I hold the Bert Elsbach Professorship at the Department of Physics and the Department of Astronomy and Astrophysics at Penn State and a member of the Institute for Gravitation and the Cosmos. My CV provides an outline of where I have been and what I have been doing.
My coordinates are: Whitmore 312, bss25 AT psu.edu and postal address:

104 Davey Lab
Department of Physics
University Park PA 16802

I also hold a part time appointment at Cardiff University in the UK, where I spent 20 years before coming to Penn State in 2016, and an associate at the International Centre for Theoretical Sciences.

The main focus of my research is to explore the Universe with gravitational waves. Predicted by Einstein in 1915, gravitational waves will help us probe the Universe inaccessible to particles and light. In the 90’s I developed a matched filtering approach to search for gravitational waves in data from interferometric gravitational-wave detectors as well as waveform models to use as search templates. These tools were used by the LIGO and Virgo Scientific Collaborations in their data analysis pipelines including the seminal discovery of binary black holes (e.g. GW150914) and  binary neutron stars (e.g. GW170817).
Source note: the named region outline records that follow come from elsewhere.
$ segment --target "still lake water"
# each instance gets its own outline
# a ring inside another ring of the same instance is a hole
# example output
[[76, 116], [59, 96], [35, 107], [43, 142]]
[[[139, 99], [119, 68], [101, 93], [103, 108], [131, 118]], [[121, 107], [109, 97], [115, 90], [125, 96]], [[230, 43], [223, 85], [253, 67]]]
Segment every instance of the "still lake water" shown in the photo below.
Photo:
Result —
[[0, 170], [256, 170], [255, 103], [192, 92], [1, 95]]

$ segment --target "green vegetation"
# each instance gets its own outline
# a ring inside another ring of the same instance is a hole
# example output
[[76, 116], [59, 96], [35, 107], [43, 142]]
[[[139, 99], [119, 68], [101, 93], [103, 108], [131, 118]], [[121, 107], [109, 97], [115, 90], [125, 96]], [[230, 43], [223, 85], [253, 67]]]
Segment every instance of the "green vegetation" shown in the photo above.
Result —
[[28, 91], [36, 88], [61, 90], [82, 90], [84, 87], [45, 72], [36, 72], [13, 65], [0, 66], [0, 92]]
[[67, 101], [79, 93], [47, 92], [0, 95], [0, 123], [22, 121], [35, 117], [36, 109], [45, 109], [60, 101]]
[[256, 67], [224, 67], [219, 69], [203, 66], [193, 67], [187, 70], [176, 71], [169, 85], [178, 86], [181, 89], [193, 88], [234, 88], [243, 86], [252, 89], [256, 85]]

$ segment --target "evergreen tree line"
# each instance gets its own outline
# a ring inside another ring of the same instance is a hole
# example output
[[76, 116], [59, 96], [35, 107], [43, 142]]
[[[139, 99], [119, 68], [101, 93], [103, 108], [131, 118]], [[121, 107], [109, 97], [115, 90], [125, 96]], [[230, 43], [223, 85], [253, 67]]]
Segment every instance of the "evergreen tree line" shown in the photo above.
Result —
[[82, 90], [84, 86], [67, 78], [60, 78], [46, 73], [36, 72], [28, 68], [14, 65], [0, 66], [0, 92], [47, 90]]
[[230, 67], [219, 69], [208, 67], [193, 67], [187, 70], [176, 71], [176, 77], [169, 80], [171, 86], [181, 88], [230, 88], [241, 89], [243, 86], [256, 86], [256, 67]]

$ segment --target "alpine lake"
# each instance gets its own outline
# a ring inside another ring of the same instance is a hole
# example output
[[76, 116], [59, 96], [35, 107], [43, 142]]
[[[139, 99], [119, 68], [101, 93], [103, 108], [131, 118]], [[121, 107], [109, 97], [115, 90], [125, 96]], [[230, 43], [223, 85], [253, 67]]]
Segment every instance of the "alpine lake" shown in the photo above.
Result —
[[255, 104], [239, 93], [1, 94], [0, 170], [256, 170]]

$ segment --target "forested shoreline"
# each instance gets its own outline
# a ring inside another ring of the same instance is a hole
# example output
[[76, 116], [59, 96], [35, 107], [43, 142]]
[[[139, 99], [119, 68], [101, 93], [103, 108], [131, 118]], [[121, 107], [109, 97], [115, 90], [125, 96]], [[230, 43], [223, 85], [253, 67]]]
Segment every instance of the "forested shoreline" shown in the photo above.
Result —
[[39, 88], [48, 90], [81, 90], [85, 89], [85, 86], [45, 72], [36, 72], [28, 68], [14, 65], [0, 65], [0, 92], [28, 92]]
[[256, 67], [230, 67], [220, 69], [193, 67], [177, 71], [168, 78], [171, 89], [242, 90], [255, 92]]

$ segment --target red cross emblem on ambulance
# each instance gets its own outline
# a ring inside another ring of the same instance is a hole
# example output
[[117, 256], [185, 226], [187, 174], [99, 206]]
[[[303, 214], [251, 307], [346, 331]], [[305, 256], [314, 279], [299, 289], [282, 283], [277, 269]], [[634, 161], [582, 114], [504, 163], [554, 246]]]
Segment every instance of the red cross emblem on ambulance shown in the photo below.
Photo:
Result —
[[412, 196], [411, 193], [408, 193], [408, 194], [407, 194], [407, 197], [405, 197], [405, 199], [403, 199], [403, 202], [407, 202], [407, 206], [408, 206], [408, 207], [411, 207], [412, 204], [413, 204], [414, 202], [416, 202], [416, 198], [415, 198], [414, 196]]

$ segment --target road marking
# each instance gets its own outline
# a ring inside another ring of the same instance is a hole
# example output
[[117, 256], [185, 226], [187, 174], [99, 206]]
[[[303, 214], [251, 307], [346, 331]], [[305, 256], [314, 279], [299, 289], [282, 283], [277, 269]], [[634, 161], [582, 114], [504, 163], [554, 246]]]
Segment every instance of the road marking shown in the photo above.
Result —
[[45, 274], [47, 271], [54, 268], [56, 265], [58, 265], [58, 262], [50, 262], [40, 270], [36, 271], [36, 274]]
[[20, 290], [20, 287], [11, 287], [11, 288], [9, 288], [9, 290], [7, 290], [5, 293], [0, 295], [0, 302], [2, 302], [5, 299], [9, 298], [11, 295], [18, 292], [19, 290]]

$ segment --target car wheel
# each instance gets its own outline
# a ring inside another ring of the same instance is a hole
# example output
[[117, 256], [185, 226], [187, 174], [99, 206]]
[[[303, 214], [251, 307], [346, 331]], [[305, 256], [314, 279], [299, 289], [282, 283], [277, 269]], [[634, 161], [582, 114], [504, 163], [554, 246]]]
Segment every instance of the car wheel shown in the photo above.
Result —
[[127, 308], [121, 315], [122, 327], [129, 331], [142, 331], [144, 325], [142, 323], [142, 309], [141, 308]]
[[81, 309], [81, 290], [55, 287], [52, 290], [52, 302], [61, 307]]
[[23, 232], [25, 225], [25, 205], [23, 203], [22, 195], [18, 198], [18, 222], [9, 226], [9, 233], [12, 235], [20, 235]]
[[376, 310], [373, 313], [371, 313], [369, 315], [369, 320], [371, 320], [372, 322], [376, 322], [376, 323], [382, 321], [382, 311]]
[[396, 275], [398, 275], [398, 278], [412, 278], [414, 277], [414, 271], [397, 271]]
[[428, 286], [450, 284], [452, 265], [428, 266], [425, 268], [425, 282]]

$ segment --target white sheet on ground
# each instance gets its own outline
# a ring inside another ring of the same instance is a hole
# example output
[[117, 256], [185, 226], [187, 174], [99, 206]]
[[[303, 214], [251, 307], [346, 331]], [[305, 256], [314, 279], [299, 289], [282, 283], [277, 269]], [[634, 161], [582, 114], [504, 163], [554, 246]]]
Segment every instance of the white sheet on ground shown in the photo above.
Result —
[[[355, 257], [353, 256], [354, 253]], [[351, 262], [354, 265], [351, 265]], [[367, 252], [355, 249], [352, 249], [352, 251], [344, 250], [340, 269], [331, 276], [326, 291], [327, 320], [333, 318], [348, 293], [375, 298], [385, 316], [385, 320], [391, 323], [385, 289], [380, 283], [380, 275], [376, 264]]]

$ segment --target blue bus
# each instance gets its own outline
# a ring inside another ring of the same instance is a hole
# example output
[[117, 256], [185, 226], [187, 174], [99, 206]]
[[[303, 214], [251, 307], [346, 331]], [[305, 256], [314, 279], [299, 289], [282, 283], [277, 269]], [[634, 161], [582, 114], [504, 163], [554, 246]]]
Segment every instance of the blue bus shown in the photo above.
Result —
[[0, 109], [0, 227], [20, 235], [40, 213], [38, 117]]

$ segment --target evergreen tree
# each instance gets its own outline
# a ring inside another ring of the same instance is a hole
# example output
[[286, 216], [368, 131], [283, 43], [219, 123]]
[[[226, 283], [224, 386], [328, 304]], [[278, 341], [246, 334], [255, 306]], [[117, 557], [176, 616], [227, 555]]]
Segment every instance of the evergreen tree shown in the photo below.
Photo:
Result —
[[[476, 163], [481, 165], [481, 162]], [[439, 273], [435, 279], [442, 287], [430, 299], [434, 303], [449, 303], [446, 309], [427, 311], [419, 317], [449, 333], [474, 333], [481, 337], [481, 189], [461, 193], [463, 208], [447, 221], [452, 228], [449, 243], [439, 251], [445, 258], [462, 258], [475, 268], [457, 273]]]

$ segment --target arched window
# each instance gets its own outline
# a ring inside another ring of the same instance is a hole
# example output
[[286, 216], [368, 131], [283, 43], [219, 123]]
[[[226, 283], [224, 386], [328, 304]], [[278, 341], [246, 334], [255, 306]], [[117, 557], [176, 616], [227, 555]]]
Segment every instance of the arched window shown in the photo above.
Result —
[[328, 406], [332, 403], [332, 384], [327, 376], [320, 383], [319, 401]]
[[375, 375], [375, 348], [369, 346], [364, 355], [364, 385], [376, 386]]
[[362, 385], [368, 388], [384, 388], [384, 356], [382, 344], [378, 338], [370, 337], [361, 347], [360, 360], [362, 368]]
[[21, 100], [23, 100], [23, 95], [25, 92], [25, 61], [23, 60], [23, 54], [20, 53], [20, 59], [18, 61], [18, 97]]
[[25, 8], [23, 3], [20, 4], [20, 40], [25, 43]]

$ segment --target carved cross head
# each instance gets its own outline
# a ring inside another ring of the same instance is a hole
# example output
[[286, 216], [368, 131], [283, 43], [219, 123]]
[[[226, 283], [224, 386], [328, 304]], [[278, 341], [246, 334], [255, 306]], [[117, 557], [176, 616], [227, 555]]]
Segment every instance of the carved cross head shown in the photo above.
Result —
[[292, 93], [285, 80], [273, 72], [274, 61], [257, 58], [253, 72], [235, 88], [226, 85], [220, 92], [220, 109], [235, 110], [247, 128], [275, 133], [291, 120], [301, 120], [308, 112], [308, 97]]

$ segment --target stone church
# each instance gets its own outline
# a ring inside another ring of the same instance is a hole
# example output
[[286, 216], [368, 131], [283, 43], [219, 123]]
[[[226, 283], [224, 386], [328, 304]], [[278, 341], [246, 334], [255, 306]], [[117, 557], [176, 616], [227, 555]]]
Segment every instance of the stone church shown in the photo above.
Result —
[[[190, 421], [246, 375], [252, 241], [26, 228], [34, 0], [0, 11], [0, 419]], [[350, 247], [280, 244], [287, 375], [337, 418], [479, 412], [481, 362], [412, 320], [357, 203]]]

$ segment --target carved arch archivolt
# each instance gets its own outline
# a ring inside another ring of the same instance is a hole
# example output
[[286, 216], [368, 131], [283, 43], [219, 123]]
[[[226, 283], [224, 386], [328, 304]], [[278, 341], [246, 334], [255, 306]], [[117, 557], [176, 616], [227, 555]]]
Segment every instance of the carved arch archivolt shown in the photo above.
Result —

I have also developed new methods to test strong field predictions of dynamical gravity. We have routinely tested Einstein’s General Relativity using these methods and have found that Einstein is still right. With colleagues I have found how gravitational wave observations can be used to infer cosmological parameters, probe dense matter physics in neutron star cores and explore astrophysical scenarios of the formation and evolution of compact object binaries.

I am also interested in developing the science case for the next generation of gravitational-wave observatories, in particular the ground-based Cosmic Explorer and Einstein Telescope. These observatories will watch mergers from a time when the Universe was still in its infancy assembling the first stars, localize mergers of neutron stars in the nearby Universe with exquisite precision for electromagnetic follow-up observations and provide us a new tool for precision cosmology.

In another life I worked on the formation of large scale structure in the Universe and robust algorithms to characterize the geometry of structure using what we called Shape Statistics which turned out to be well-known mathematical descriptors called Minkowski Functionals.